Putting Ian Rankin and Don Winslow on the same stage for ‘The Human Cost of Crime’ was an inspired pairing. Their insight into both the craft of writing crime and the minds of criminals and their victims is extraordinary. They possess that pitch-perfect balance of laid-back intelligence, empathy, and total disregard for authority. Winslow is one of those brave authors using his Twitter platform to take on Trump and his far-right agenda. It was nice to finally see him working his magic in person.
I also very much enjoyed a panel featuring historic crime fiction entitled ‘Torn from History’. Moderated by Anna Mazzola, the panel included Simon Mayo, Kate Mosse and Antonia Hodgson. It’s always lovely to listen to intelligent writers talk about the inspiration behind their novels. Plus, history is full of great stories. I could have listened all day.
‘Is Crime Fiction a Problem for Feminists?’ featuring Killer Women Sarah Hilary, Julia Crouch, Amanda Jennings, Colette McBeth, and Kate Rhodes took place in the Edinburgh Suite. The conversation was lively, engaging, and unapologetically feminist. These women aren’t settling for the status quo, and I for one applaud their efforts to level the playing field.
Saturday morning started bright, early, and full of coffee-fuelled energy with ‘When Women Make Murderers’. It was a fantastic discussion between Fiona Cummins, Laura Shepherd-Robinson, C.J. Tudor, Olivia Kiernan, and Amy McLellan. Travelling halfway across London to attend a 9.30am panel when one is sleep-deprived and ever-so-slightly hungover is a labour of love, so it was wonderful to see a group of writers I admire so much on one stage.
Then it was on to Iceland, Finland and the forests of Sweden for a cold slice of Scandi Noir in a panel called ‘Chilled to the Bone’. Karen Sullivan kept the questions coming – with varying degrees of success as it was clear her panellists Ragnar Jónasson, Will Dean, Yrsa Sigurðardóttir and Antti Tuomainen are a little like their characters, more used to going rogue.
Dreda Say Mitchell, Steph Marland, Amer Anwar, and M.W. Craven discussed ‘Britain’s Toughest Streets’ with David Mark. Dreda made an impassioned plea for greater diversity in the traditional publishing community.
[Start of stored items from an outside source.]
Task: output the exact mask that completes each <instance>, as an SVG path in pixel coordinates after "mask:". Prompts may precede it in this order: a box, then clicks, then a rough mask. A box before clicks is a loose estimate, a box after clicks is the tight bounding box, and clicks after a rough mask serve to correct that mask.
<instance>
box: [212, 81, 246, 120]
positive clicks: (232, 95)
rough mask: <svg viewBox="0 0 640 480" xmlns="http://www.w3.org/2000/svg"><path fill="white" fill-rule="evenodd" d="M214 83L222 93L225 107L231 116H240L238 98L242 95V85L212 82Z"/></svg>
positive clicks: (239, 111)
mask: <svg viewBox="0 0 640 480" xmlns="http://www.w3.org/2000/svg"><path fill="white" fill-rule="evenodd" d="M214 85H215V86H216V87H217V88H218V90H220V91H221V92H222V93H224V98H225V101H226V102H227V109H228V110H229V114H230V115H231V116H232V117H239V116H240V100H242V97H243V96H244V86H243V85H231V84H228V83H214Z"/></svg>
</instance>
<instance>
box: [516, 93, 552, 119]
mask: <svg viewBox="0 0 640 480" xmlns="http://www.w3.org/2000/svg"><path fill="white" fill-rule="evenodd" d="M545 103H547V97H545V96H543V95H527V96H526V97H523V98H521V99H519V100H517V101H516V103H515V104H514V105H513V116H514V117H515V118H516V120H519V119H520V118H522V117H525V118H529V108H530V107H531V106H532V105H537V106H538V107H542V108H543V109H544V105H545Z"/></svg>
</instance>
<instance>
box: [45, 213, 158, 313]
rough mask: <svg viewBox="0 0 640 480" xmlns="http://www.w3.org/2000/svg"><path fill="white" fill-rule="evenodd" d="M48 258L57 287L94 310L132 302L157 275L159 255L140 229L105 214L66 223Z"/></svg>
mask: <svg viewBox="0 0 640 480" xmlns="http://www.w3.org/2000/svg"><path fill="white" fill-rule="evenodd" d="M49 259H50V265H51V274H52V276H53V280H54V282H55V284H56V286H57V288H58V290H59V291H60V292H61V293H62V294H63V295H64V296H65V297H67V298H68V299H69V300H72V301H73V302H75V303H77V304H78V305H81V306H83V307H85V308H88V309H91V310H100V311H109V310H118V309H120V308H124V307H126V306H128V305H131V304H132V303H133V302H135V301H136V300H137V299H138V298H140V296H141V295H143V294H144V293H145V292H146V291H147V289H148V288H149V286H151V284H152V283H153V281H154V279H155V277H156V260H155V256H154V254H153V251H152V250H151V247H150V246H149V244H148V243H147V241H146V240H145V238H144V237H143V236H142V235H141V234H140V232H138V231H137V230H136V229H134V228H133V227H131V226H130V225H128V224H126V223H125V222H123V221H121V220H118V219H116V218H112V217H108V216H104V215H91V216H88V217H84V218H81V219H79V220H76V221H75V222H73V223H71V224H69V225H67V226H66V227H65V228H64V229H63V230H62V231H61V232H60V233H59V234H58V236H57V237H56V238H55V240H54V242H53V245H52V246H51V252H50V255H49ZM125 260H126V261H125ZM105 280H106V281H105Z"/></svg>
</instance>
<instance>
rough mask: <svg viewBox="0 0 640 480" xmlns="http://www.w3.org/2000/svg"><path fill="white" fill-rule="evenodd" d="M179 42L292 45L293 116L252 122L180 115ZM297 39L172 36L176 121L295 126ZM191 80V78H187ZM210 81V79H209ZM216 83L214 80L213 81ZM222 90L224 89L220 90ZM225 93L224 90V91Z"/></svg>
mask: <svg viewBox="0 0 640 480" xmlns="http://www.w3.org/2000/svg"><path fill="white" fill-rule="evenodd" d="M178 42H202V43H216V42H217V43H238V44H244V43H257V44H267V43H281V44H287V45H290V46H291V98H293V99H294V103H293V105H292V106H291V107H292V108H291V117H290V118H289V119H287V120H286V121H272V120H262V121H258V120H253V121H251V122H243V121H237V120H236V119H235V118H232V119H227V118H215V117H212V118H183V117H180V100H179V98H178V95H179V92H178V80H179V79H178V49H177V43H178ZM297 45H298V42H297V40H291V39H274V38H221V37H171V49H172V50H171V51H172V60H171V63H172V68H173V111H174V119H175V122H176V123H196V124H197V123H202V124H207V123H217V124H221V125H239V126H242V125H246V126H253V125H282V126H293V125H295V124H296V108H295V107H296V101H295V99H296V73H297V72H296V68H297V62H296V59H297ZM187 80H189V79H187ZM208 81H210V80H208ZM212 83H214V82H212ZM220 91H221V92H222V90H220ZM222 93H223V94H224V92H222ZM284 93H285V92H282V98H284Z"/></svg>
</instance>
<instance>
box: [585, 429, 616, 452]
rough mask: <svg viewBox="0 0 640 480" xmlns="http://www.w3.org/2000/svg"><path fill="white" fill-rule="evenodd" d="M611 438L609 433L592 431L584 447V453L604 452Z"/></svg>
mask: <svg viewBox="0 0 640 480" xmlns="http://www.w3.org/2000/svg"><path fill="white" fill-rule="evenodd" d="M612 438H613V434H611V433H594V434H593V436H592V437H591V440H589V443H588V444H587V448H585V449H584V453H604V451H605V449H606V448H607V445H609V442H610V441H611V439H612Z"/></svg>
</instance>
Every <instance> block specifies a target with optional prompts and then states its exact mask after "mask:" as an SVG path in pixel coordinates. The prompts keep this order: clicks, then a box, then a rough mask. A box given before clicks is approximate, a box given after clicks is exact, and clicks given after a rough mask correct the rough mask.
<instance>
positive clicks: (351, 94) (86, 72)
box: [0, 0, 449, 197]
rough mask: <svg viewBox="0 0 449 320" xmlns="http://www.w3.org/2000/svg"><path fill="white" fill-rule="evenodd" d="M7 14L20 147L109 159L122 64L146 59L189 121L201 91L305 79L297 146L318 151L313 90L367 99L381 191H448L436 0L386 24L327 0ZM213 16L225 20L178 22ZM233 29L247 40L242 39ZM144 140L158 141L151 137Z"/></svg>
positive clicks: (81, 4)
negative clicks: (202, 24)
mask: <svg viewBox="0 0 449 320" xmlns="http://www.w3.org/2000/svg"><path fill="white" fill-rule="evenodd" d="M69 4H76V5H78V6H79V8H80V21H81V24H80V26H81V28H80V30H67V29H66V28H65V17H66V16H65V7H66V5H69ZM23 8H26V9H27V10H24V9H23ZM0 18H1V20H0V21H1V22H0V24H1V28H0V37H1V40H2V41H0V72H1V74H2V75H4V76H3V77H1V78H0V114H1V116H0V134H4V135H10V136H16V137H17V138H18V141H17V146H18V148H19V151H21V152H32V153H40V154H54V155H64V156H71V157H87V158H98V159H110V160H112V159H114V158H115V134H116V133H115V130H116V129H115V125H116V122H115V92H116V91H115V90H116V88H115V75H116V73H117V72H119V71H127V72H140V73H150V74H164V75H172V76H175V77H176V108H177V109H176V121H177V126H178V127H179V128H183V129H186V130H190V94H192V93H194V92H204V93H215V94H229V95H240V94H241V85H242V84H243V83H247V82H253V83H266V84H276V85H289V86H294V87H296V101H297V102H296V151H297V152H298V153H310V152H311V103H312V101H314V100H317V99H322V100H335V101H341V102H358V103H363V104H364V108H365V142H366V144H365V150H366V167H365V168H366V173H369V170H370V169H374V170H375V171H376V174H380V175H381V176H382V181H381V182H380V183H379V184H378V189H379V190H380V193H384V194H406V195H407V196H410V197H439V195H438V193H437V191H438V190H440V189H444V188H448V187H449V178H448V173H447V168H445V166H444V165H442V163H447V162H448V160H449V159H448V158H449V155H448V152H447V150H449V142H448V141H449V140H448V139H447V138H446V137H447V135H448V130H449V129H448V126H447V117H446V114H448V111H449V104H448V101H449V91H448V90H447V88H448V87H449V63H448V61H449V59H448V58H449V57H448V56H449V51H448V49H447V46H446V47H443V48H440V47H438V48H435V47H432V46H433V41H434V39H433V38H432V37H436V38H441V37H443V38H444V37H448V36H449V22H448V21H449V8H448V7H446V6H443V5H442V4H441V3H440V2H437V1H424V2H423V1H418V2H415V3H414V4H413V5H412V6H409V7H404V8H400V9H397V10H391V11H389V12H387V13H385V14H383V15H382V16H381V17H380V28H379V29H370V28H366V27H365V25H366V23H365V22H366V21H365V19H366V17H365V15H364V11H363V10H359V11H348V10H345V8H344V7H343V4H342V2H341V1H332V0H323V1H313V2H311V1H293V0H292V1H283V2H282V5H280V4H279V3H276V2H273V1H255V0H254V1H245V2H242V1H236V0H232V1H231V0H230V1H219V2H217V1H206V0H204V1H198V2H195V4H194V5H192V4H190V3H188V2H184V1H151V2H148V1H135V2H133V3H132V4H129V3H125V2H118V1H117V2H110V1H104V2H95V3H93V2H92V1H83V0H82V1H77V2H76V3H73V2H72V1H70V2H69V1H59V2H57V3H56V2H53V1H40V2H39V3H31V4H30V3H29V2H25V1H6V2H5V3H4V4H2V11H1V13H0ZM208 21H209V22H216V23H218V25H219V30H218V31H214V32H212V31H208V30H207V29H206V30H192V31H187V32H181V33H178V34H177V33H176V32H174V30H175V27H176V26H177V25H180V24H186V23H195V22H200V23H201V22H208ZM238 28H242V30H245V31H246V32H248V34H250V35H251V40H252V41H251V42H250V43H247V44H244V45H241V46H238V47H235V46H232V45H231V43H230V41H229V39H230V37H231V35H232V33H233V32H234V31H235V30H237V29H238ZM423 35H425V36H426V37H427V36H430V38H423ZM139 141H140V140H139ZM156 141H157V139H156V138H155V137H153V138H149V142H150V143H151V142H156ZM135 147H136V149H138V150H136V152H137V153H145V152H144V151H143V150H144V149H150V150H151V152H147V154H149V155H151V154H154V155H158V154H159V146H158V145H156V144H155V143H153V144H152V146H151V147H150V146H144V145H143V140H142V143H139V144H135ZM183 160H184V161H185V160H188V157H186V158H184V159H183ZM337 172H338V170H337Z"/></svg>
The ensuing discussion about the welcome she received on the digital side of the industry gave us all a lot to think about. Steph Marland’s latest novel follows a group of urban explorers who stumble across a murderer. Sure to be creepy, it’s going right to the top of my ‘to be read’ pile.
A Saturday afternoon panel aptly entitled ‘The Wrong Side of the Law’ was surprisingly amusing. I’ve had my fair share of dealings with lawyers over the years, but I’ve never known them to be this funny. Expertly moderated by Ayo Onatade, the panel featured Harriet Tyce, Steve Cavanagh, Imran Mahmood and Tony Kent. Cavanagh’s story about his ‘armless’ client had us all in stitches, while his story about the cops who took a 15-year-old miscreant out for Christmas dinner had us in tears.
Mickey Spillane once said, “The first chapter sells the book; the last chapter sells the next book.” The same could be said for Capital Crime. The festival was a huge success from the opening notes on Thursday evening to the moment the last drink was served on Saturday night. I’m guessing David Headley and Adam Hamdy will rest easy during their next taxi ride through New York. A huge thank you to them, the sponsors, and Lizzie Curle, the festival manager. You’ve done London proud!